Attendu en l’espèce qu’il n’est pas contesté qu’ELH NASSIROU AMBOUKA doit la somme de 98.048.562 FCFA à l’OPVN. Que suite au marché qu’il a signé avec la CELLULE DES CRISES ALIMENTAIRES, une somme de 140.260.200 FCFA doit être virée dans son compte logé à la SONIBANK.
Mais attendu que celle-ci qui a permis la signature dudit marché a pris la précaution de se faire octroyer une domiciliation irrévocable pour être seule et unique propriétaire de la somme qui sera virée par la CELLULE DES CRISES ALIMENTAIRES au profit de ELH NASSIROU AMBOUKA.

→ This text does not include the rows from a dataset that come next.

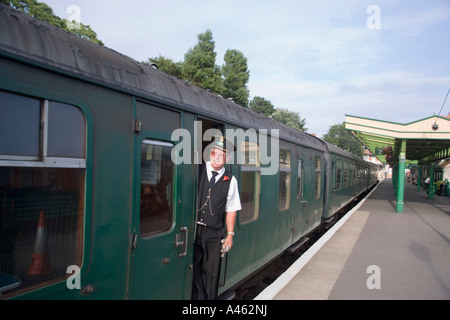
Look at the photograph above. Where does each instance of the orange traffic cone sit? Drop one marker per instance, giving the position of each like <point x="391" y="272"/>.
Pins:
<point x="40" y="261"/>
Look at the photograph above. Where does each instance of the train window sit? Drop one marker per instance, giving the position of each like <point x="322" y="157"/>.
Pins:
<point x="250" y="182"/>
<point x="318" y="177"/>
<point x="339" y="175"/>
<point x="345" y="175"/>
<point x="300" y="179"/>
<point x="284" y="193"/>
<point x="20" y="122"/>
<point x="65" y="123"/>
<point x="157" y="176"/>
<point x="41" y="202"/>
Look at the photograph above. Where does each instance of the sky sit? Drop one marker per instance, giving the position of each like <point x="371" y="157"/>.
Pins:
<point x="386" y="60"/>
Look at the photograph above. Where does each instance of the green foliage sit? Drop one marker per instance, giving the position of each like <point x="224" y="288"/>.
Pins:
<point x="45" y="13"/>
<point x="236" y="76"/>
<point x="262" y="106"/>
<point x="199" y="66"/>
<point x="339" y="136"/>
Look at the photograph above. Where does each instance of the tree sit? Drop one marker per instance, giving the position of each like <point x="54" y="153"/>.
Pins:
<point x="167" y="65"/>
<point x="199" y="66"/>
<point x="290" y="118"/>
<point x="339" y="136"/>
<point x="262" y="106"/>
<point x="236" y="76"/>
<point x="45" y="13"/>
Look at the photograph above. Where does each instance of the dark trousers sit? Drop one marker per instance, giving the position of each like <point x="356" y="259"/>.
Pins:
<point x="206" y="263"/>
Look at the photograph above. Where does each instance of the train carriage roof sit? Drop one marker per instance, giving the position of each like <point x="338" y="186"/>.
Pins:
<point x="38" y="43"/>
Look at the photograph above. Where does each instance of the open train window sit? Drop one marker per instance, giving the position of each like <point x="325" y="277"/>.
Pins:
<point x="318" y="177"/>
<point x="42" y="188"/>
<point x="339" y="175"/>
<point x="250" y="182"/>
<point x="157" y="176"/>
<point x="284" y="193"/>
<point x="300" y="179"/>
<point x="345" y="175"/>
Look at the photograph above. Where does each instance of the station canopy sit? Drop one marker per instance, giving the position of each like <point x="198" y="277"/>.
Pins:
<point x="427" y="140"/>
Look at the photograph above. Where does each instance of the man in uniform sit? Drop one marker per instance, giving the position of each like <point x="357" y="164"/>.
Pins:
<point x="218" y="202"/>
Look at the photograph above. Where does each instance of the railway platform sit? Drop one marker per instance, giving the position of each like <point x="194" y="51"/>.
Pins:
<point x="375" y="253"/>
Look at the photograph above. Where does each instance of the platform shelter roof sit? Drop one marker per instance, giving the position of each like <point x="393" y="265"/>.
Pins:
<point x="427" y="140"/>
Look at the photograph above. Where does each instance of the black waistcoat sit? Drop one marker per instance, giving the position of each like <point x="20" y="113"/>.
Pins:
<point x="211" y="210"/>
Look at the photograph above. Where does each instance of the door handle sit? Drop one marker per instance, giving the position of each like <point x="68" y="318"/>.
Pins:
<point x="180" y="243"/>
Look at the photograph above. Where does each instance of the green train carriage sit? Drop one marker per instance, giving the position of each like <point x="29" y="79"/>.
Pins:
<point x="88" y="183"/>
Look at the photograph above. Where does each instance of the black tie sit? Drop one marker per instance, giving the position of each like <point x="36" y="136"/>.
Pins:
<point x="213" y="178"/>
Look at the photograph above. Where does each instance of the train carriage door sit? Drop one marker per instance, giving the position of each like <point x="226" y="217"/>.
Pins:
<point x="160" y="236"/>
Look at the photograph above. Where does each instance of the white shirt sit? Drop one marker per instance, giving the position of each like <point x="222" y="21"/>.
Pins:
<point x="233" y="199"/>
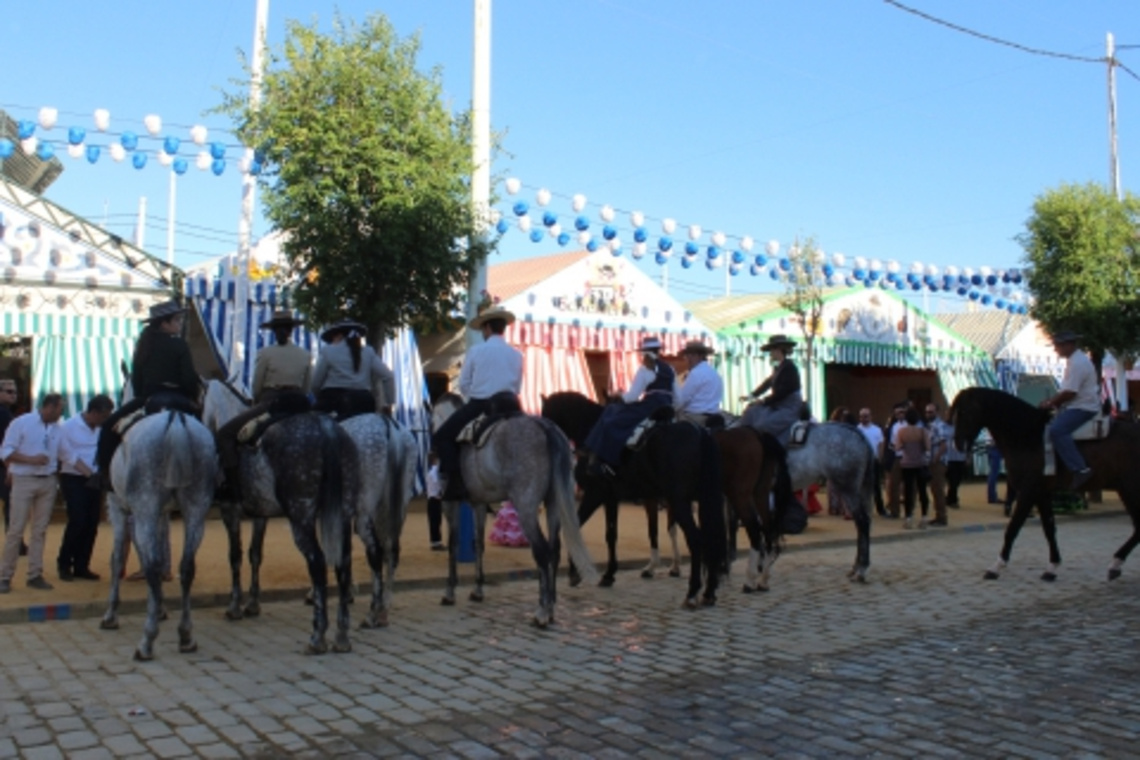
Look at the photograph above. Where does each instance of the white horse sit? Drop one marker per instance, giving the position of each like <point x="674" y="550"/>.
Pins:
<point x="164" y="459"/>
<point x="526" y="460"/>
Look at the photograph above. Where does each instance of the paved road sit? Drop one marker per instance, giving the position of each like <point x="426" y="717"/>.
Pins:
<point x="925" y="660"/>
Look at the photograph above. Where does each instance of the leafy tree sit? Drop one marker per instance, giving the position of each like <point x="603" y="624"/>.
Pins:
<point x="803" y="296"/>
<point x="1083" y="267"/>
<point x="367" y="173"/>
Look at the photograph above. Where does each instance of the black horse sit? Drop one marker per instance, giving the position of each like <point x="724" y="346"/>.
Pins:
<point x="1018" y="431"/>
<point x="677" y="464"/>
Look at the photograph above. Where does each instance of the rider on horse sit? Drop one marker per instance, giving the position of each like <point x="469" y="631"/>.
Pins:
<point x="654" y="386"/>
<point x="490" y="368"/>
<point x="702" y="392"/>
<point x="162" y="369"/>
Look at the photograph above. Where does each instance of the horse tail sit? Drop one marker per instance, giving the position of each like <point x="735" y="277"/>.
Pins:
<point x="177" y="463"/>
<point x="560" y="496"/>
<point x="710" y="504"/>
<point x="331" y="492"/>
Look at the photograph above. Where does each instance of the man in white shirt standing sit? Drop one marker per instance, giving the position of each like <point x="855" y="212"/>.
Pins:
<point x="78" y="443"/>
<point x="1076" y="402"/>
<point x="31" y="450"/>
<point x="702" y="392"/>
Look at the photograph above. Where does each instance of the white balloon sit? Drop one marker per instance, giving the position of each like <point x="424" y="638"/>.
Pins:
<point x="48" y="116"/>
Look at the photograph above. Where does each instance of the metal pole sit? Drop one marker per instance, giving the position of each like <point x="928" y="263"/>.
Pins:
<point x="480" y="149"/>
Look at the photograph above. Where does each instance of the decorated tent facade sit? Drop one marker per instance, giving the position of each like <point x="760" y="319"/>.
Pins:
<point x="72" y="300"/>
<point x="872" y="349"/>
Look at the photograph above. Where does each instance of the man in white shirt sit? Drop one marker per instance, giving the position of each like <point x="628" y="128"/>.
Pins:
<point x="702" y="392"/>
<point x="1076" y="402"/>
<point x="491" y="367"/>
<point x="31" y="450"/>
<point x="78" y="443"/>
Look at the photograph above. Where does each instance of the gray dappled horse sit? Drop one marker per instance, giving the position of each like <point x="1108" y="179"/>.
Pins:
<point x="526" y="460"/>
<point x="165" y="459"/>
<point x="306" y="467"/>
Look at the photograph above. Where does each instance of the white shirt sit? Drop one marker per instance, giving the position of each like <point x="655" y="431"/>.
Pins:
<point x="78" y="442"/>
<point x="491" y="367"/>
<point x="702" y="392"/>
<point x="1081" y="377"/>
<point x="30" y="436"/>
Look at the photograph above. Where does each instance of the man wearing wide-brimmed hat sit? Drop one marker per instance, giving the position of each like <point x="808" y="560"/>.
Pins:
<point x="702" y="392"/>
<point x="490" y="367"/>
<point x="283" y="366"/>
<point x="1076" y="402"/>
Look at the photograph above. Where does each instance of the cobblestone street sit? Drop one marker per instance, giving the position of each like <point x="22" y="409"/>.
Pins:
<point x="926" y="660"/>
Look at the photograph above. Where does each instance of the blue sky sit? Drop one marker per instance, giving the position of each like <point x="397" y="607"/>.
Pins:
<point x="878" y="133"/>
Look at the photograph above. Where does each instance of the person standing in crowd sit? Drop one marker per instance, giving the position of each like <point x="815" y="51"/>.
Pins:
<point x="873" y="435"/>
<point x="939" y="446"/>
<point x="78" y="441"/>
<point x="702" y="393"/>
<point x="490" y="367"/>
<point x="912" y="443"/>
<point x="348" y="370"/>
<point x="283" y="366"/>
<point x="31" y="451"/>
<point x="1076" y="402"/>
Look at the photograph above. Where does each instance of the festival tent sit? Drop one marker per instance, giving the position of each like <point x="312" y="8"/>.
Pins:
<point x="872" y="349"/>
<point x="72" y="300"/>
<point x="580" y="319"/>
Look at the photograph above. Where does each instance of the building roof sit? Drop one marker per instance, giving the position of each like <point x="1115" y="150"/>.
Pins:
<point x="990" y="329"/>
<point x="509" y="279"/>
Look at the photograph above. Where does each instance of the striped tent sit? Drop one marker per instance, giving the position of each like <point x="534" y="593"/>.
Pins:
<point x="213" y="297"/>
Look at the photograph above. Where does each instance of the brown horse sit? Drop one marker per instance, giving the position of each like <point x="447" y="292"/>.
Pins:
<point x="1018" y="431"/>
<point x="748" y="462"/>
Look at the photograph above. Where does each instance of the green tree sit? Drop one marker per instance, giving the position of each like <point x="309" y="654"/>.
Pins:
<point x="803" y="296"/>
<point x="367" y="173"/>
<point x="1083" y="267"/>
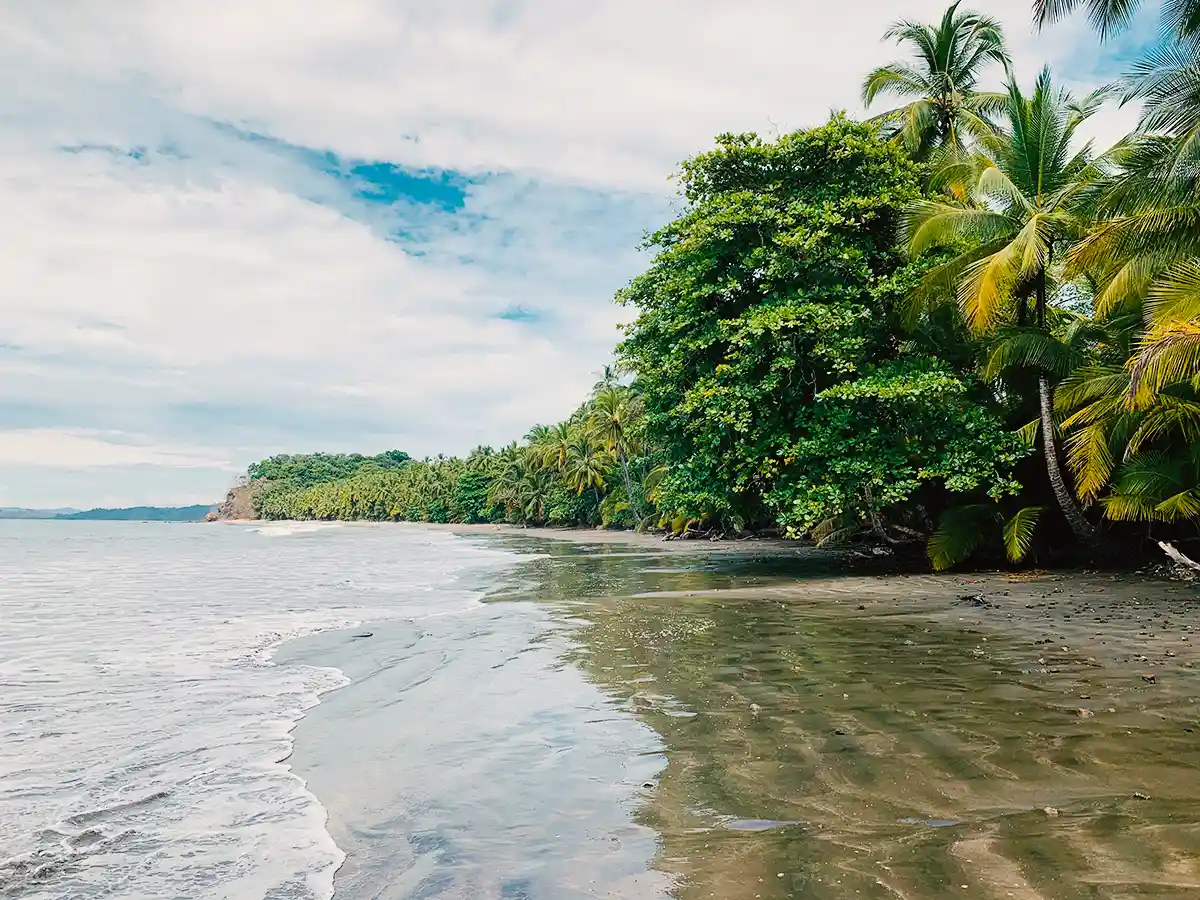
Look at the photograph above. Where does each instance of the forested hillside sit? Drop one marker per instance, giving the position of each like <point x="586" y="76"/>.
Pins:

Attendu qu’aux termes de l’article 1134 du Code Civil, « les conventions légalement formées tiennent lieu de loi à ceux qui les ont faites. Elles ne peuvent être révoquées que de leur consentement mutuel, ou pour les cause que la loi autorise… » Qu’il ressort de la convention signée entre SONIBANK et ELH NASSIROU AMBOUKA à savoir la domiciliation irrévocable, que la somme qui sera virée par la CELLULE DES CRISES ALIMENTAIRES dans le compte SONIBANK de celui-ci devient la propriété exclusive de la SONIBANK. Qu’il ne s’agit pas d’une simple opération bancaire comme le soutien le conseil de l’OPVN. Qu’en plus, c’est par ce qu’elle savait que la somme de 140.260.200 FCFA est devenue la propriété de la SONIBANK que la CELLULE DES CRISES ALIMENTAIRES a informé celle-ci et non ELH NASSIROU AMBOUKA de la saisie qui a été pratiquée entre ses mains.
Attendu par ailleurs qu’ELH NASSIROU AMBOUKA a lui-même déclaré à l’audience que la somme saisie n’est plus sa propriété.
Attendu par voie de conséquence il y a lieu de déclarer illégale la saisie pratiquée entre les mains de la CELLULE DES CRISES ALIMENTAIRES et d’en ordonner mainlevée.
Sur le délai de grâce
Attendu que ELH NASSIROU AMBOUKA sollicite de la Cour qu’il lui soit accordé un délai de grâce pour payer la créance de l’OPVN.
Mais attendu qu’il ne rapporte aucun élément de preuve attestant de son insolvabilité.
Qu’il y a lieu de rejeter sa demande comme étant non fondée.
PAR CES MOTIFS
Statuant publiquement et contradictoirement en matière de référé et en dernier ressort.
Reçoit les appels de la SONIBANK et de ELH NASSIROU AMBOUKA réguliers en la forme.
Annule l’ordonnance N 156 du 02/07/2003 pour violation de la loi.
Évoque et statue à nouveau.
Reçoit la SONIBANK en sa demande.
Ordonne mainlevée de la saisie pratiquée sur la somme de 140.260.200 FCFA entre les mains de la CELLULE DES CRISES ALIMENTAIRES.
Reçoit ELH NASSIROU AMBOUKA en sa demande de délai de grâce.
Au fond la rejette.
Condamne l’OPVN et ELH NASSIROU AMBOUKA aux dépens.
Ainsi fait et jugé et prononcé publiquement par la Cour d’Appel de Niamey, les jour, mois et an que dessus.
Et ont signé; le Président et le Greffier.